Depois da ocupação e da tentativa de anexação da península da Crimeia e da invasão subsequente em Donbas, em 2014, a Rússia abriu uma nova frente, agora no mar, destinada à ocupação do Mar de Azov e do Estreito de Kerch, efetuando a militarização acelerada da região, o que já teve consequências no equilíbrio da segurança da mesma.
A situação dos direitos humanos na Crimeia, após a ocupação russa, tem-se degradado. A atmosfera de medo, intimidação, pressão física e psicológica forçou cerca de 35-40 mil cidadãos ucranianos (incluindo cerca de 25 mil tártaros da Crimeia) a deixar a Crimeia ocupada e a instalar-se noutras regiões da Ucrânia. As autoridades russas usam tais métodos para eliminar qualquer dissidência ou oposição pública à ocupação da Crimeia.
O Kremlin continua a manter nas suas prisões os reféns ucranianos. Entre eles, nomeadamente, estão agora os 24 marinheiros ucranianos que foram feitos prisioneiros de guerra, o laureado do Prémio Sakharov, Oleg Sentsov, bem como tártaros da Crimeia, que neste momento estão a passar por um segundo genocídio e uma segunda deportação.
A guerra russa contra a Ucrânia já quase entrou no seu sexto ano.

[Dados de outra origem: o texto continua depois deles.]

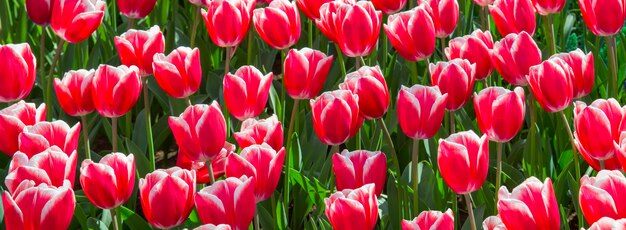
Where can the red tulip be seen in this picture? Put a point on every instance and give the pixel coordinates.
(136, 9)
(369, 84)
(431, 220)
(278, 24)
(246, 92)
(75, 20)
(336, 116)
(583, 69)
(476, 48)
(167, 196)
(138, 47)
(531, 205)
(229, 201)
(116, 89)
(552, 84)
(227, 21)
(455, 78)
(13, 119)
(491, 103)
(51, 166)
(39, 207)
(19, 68)
(514, 55)
(110, 183)
(421, 110)
(179, 74)
(353, 209)
(357, 168)
(200, 131)
(513, 16)
(463, 160)
(305, 72)
(603, 18)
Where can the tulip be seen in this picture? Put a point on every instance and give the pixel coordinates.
(227, 21)
(353, 209)
(278, 24)
(531, 205)
(305, 72)
(51, 167)
(110, 183)
(136, 9)
(246, 92)
(514, 55)
(39, 207)
(476, 48)
(336, 116)
(583, 69)
(357, 168)
(19, 68)
(431, 220)
(13, 119)
(229, 201)
(368, 83)
(138, 47)
(200, 131)
(167, 196)
(75, 20)
(455, 78)
(513, 16)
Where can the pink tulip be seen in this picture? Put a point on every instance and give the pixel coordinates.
(75, 20)
(200, 131)
(167, 196)
(41, 206)
(455, 78)
(531, 205)
(229, 201)
(110, 183)
(305, 72)
(421, 110)
(19, 68)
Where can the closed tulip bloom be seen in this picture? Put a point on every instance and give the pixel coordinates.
(13, 119)
(369, 84)
(110, 183)
(138, 47)
(305, 72)
(514, 55)
(40, 206)
(490, 106)
(19, 68)
(51, 166)
(583, 69)
(229, 201)
(552, 84)
(227, 21)
(353, 208)
(246, 92)
(420, 110)
(75, 20)
(476, 48)
(179, 74)
(531, 205)
(336, 116)
(253, 132)
(455, 78)
(357, 168)
(200, 131)
(463, 159)
(116, 89)
(431, 220)
(167, 196)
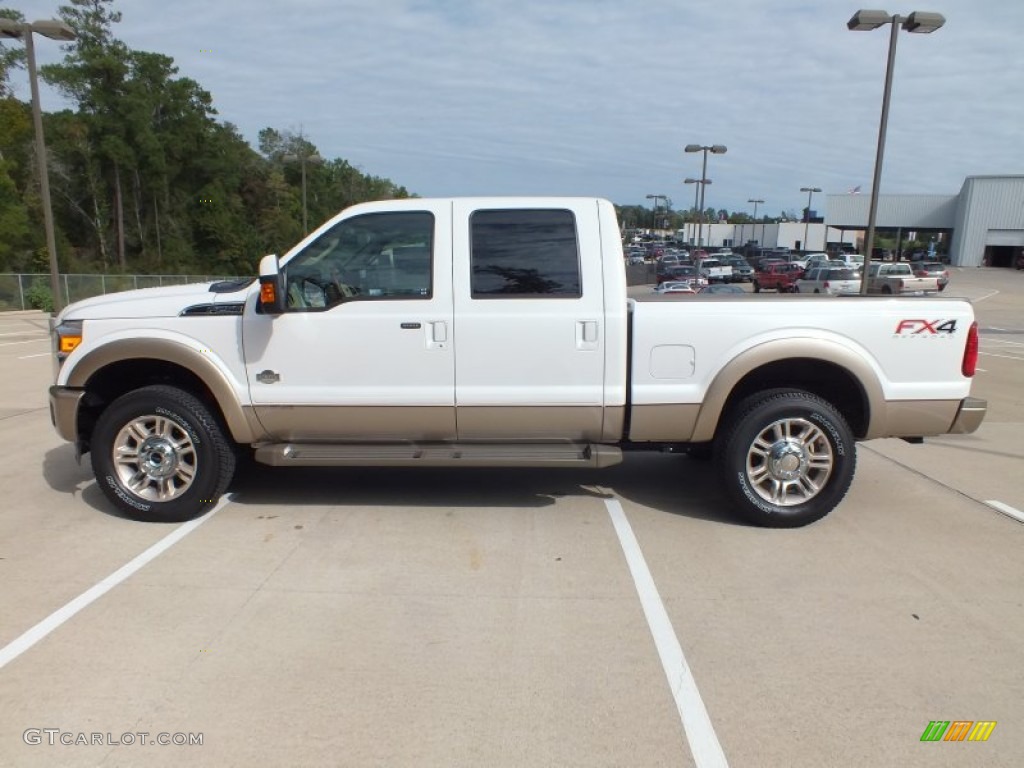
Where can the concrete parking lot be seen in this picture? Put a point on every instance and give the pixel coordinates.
(505, 617)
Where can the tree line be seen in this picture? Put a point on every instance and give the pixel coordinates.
(143, 177)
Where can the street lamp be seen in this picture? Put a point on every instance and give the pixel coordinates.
(865, 20)
(656, 198)
(313, 159)
(756, 202)
(698, 203)
(54, 30)
(715, 150)
(807, 217)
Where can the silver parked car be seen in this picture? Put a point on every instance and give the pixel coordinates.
(829, 280)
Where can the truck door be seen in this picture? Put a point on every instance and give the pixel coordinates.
(363, 350)
(529, 328)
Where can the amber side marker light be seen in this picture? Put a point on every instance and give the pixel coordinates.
(267, 295)
(971, 351)
(69, 343)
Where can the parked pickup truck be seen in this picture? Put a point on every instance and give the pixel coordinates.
(898, 278)
(494, 332)
(777, 275)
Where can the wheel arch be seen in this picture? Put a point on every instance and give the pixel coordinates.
(126, 365)
(832, 371)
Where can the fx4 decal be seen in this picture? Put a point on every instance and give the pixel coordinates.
(927, 328)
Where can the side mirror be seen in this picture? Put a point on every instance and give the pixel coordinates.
(271, 294)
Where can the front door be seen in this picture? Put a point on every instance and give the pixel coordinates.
(363, 350)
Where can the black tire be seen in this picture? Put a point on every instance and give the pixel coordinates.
(174, 459)
(787, 458)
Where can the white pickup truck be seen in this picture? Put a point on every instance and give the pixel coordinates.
(495, 332)
(898, 278)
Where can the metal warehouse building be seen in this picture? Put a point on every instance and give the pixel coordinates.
(983, 224)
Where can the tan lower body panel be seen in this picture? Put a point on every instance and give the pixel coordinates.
(673, 423)
(437, 424)
(357, 423)
(531, 423)
(915, 418)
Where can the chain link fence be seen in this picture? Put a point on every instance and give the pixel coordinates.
(23, 291)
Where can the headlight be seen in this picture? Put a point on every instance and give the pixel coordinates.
(67, 337)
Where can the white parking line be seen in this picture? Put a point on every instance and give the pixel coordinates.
(20, 644)
(704, 742)
(1007, 510)
(31, 341)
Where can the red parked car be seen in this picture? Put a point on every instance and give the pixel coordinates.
(777, 275)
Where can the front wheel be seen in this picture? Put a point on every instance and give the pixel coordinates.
(787, 458)
(159, 455)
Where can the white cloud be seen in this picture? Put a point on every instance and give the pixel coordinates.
(598, 97)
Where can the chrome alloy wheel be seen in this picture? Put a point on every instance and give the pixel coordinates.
(790, 462)
(155, 458)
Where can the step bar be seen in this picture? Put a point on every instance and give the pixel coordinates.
(438, 455)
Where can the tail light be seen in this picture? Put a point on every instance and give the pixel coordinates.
(971, 351)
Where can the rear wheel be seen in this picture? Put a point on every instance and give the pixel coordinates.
(159, 455)
(787, 458)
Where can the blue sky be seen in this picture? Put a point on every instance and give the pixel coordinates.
(453, 97)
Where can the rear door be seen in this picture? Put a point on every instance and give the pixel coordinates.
(529, 331)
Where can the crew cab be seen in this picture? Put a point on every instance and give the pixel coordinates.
(898, 278)
(494, 332)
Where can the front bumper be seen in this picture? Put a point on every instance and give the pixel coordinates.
(64, 411)
(969, 417)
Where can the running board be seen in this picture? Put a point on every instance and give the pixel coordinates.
(438, 455)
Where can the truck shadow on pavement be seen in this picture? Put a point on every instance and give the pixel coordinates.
(670, 483)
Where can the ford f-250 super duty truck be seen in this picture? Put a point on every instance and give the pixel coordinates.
(495, 332)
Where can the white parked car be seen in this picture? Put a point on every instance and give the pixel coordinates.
(829, 280)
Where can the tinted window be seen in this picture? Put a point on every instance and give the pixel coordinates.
(842, 274)
(520, 253)
(373, 256)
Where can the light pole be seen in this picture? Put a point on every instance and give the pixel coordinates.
(865, 20)
(314, 159)
(715, 150)
(756, 202)
(698, 203)
(807, 216)
(55, 31)
(656, 198)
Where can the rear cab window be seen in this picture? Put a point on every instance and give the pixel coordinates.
(524, 253)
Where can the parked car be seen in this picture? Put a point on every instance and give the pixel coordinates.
(721, 288)
(715, 270)
(835, 282)
(682, 273)
(933, 269)
(675, 287)
(777, 275)
(741, 271)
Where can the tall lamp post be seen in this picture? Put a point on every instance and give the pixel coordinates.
(807, 217)
(715, 150)
(656, 198)
(756, 203)
(865, 20)
(313, 159)
(54, 30)
(698, 203)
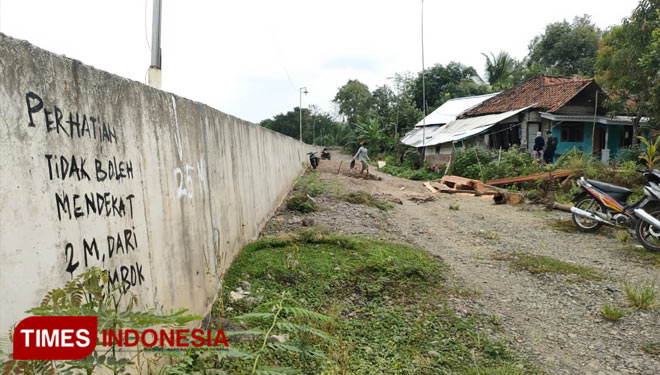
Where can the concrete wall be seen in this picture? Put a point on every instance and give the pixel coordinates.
(98, 170)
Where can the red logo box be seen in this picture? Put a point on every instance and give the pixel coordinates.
(55, 338)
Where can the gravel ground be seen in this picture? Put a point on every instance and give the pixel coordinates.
(554, 319)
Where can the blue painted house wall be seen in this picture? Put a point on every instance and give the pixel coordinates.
(613, 137)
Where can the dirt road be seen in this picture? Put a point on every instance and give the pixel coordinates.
(554, 319)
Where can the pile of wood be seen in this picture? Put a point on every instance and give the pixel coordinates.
(462, 185)
(456, 184)
(533, 177)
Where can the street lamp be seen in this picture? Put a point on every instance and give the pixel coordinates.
(303, 90)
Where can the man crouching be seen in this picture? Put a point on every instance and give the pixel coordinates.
(362, 156)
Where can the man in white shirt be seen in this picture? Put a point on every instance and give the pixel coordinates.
(362, 156)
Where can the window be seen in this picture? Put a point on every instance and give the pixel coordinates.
(572, 132)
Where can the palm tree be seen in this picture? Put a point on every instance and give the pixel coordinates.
(500, 69)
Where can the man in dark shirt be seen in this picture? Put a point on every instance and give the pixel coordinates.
(550, 147)
(539, 143)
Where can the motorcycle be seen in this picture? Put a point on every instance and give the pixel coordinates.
(601, 204)
(313, 159)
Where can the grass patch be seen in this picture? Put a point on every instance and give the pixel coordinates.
(623, 236)
(612, 313)
(562, 226)
(308, 186)
(366, 199)
(310, 183)
(302, 203)
(544, 264)
(487, 235)
(632, 250)
(652, 347)
(641, 296)
(386, 300)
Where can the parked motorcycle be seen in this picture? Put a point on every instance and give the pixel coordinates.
(313, 159)
(602, 203)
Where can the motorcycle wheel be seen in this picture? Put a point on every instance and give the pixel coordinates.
(584, 224)
(647, 234)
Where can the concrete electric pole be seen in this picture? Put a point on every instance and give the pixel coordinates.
(154, 68)
(303, 90)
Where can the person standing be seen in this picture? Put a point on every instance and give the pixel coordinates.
(539, 143)
(362, 156)
(550, 147)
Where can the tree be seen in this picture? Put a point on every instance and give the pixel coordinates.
(373, 134)
(500, 70)
(628, 64)
(566, 48)
(445, 82)
(353, 100)
(289, 123)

Porém, apesar de todos os acontecimentos dos últimos cinco anos, em particular os acima descritos, continua a haver pessoas pelo mundo, jornalistas, políticos, etc., a acreditar nos mitos russos, apoiando as ações do Kremlin e negando a verdadeira natureza dos referidos acontecimentos. E é por isso que a luta ucraniana contra os mitos políticos russos é uma condição essencial para a própria existência do nosso país. Se nós não chamarmos as coisas pelos seus nomes, o Kremlin irá ainda mais longe, e isto preocupará não apenas a Ucrânia. Se a Ucrânia não resistir, isto apenas irá fomentar os apetites imperiais russos por outras partes do mundo, incluindo a Europa.